ユニクロを展開するファーストリテイリングの柳井正会長兼社長は、夜の付き合いをほとんどしない。仕事が終わると真っすぐに帰宅し、本を読みながらビジネス戦略を練るという。ハフポスト日本版編集長の竹下隆一郎氏は「柳井氏のような内向的な人が結果を出せる時代に変わった」と指摘する――。

撮影=若杉憲司

※本稿は、竹下隆一郎『内向的な人のためのスタンフォード流 ピンポイント人脈術』(ディスカヴァー・トゥエンティワン)の一部を再編集したものです。

■「内向的」な人が世界を大きく変える

「内向的」という言葉を辞書で引くと、「心の働きが自分の内部にばかり向かうさま」と書かれています。類語辞典を引くと、「内気」や「消極」の文字が並びます。

どこかネガティブで暗いイメージが付きまとっている言葉であるのは確かです。

しかし今の時代、「暗い」とされてきた目立たない存在が、社会のルールを大きく変えるゲームチェンジャーである可能性が高まっていると僕は確信しています。

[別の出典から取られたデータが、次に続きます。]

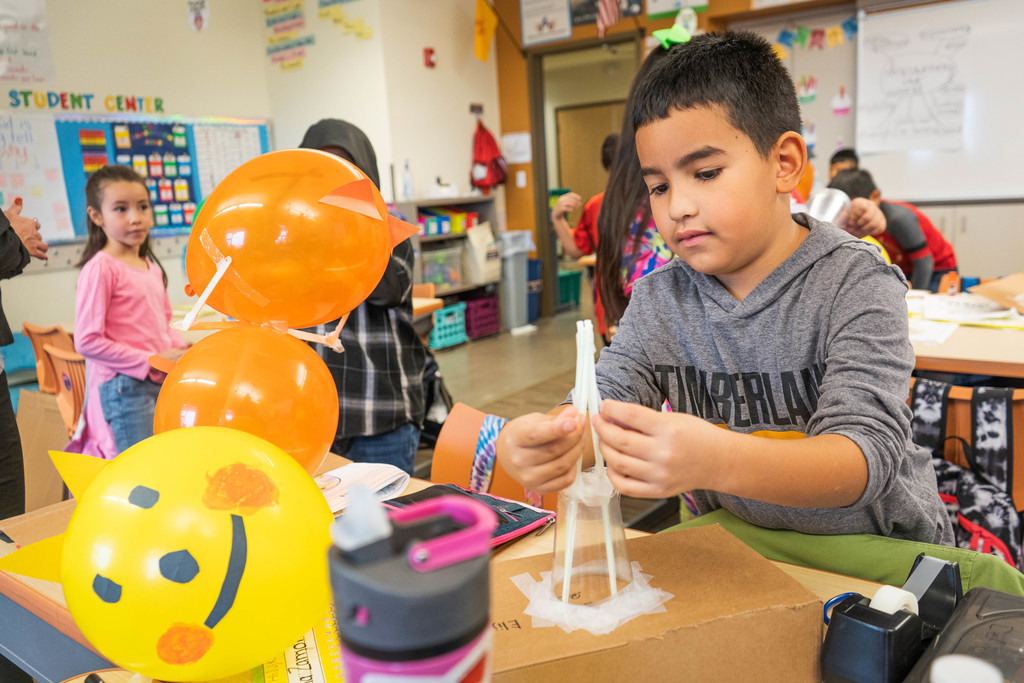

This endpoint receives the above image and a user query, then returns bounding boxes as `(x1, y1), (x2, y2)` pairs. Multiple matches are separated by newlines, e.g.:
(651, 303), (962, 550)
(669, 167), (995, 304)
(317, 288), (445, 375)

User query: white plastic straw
(584, 321), (618, 595)
(562, 321), (618, 602)
(181, 256), (231, 332)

なぜ私が内向的な人ほどビジネスに強いと思うようになったのか。それは、ユニクロを展開するファーストリテイリングの会長兼社長の柳井正さんを取材したことがきっかけです。

尖閣諸島をめぐる対立で、日中関係が悪化していた2012年のこと。

ユニクロをはじめ中国に進出した日本企業にも厳しい目が向けられ、激しいデモが起きていました。ビジネスパーソンとして、そうした反日感情にどう向き合うのかを聞きに行ったのです。

■内面ととことん向き合い、ビジネスの展望を描く

柳井さんは、新しく出店したサンフランシスコの店舗の記念式典で挨拶に立った中国系の市長の話をしました。政治関係が冷え込んでも、経済交流を通して日中関係を維持する大切さの事例だったからです。

柳井さんは熟考しながらゆっくりと話す姿が印象的でした。執務室の机には英語の雑誌やニュースレターが積まれていました。

後ほど関係者に聞くと、柳井さんは、夜の付き合いをあまりせず、仕事を終えると真っ先に自宅に帰ることが多いといいます。そこで本を読み、将来のビジネス展開について徹底的に考え抜いている。

だからこそ、日中関係のようなデリケートなテーマについても深く答えることが可能だったのだと思います。

インタビューの様子から、自分の「内面」と向き合っている経営者だと感じました。

柳井さんは日本を代表する経営者です。そして、私は柳井さんのように、自分の心の中と向き合っている人ほど激動の時代には強いと思います。

自分の仕事や会社にとって何が最善で、自分はどうしたいのか。それを常に考えているからです。

インターネット社会では、嫌でも大量の情報が入ってきます。新聞やテレビを見ない人でも、何げなく見たスマートフォンを通して最新のニュースは入るはずです。

日本だけでなく世界中の情報が自然と手に入る現代では、意識して自分と向き合うことが重要なのではないか。そんなことに気付かされました。

■情報を入手することの価値が薄まっている

内向的な人の方が結果を出せるのではないか――。そのことについて考えるためには、「情報のフラット化」という社会の変化について知るところから始めないといけません。

情報があまりにも手に入りやすくなり、入手をすることの価値が希薄化されたのが「フラット化」という現象です。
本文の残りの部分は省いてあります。